What tool would you choose for the following task: Train a Bayesian spam filter with some hundreds of spam mails and non-spam mails („ham“ mails), then check the success with some more mails of each kind. You have to write a training function, which sorts words into a collection of some kind and counts the frequencies. The words have to be extracted from the training mails. Then you have to write a function, which looks words up in the data bank and classifies the mails.
This is all possible in Matlab (using regexp, ismember and the like). But Matlab is clearly the wrong choice for such a project. You can do it for some hundred mails in less than a minute. To achieve this, you need to apply Matlab in really clever ways, producing obscure code, and you need a pretty fast computer. With Matlab, I could not beat the code of the students that did the problem before. The running time would not drop below 60 seconds. Debugging was a horror, at least if I wanted to test on the complete range of mails.

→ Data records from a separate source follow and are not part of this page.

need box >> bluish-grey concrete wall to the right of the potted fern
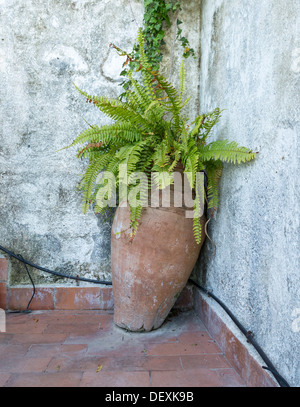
[196,0,300,386]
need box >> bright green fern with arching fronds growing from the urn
[68,30,255,243]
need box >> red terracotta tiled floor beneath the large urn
[0,310,245,388]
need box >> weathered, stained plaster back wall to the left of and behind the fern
[0,0,200,284]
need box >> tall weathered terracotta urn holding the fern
[111,200,205,331]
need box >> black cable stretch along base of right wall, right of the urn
[189,279,290,387]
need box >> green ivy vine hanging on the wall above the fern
[120,0,195,99]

So I tried in Java. And indeed, I produced a much cleaner and more flexible code in much less time, running much faster. While Matlab took me half a day to come up with a sub-optimal solution, Java took only about an hour. Okay, I am rather experienced in Java, and not much so in Matlab, but I did not use any deep Java tricks. I expected the code to be much faster. But I was surprised to see the running time shrinking to a fraction of a second.
The first conclusion is that it can become ridiculous to use the wrong tool for a job. And Matlab clearly is the wrong tool for this.
The second conclusion is that we must combine tools. E.g., it looks like a good idea to write a Java program, which produces data for Matlab. Then we are able to draw histograms of frequencies or do whatever Matlab can do with the data. Many of the tools Matlab provides are more difficult in Java, unless you have a very good library at your hands.
I added Euler to the title line of this blog entry, because I want to make a third conclusion. Euler should stick with its aim to provide nice, beautiful, and easy to use mathematical tools to the user. In contrast to Matlab, Euler never tried to be on the edge of numerical computing. For this, there are other tools. And I am not sure, if Matlab is the always the best answer.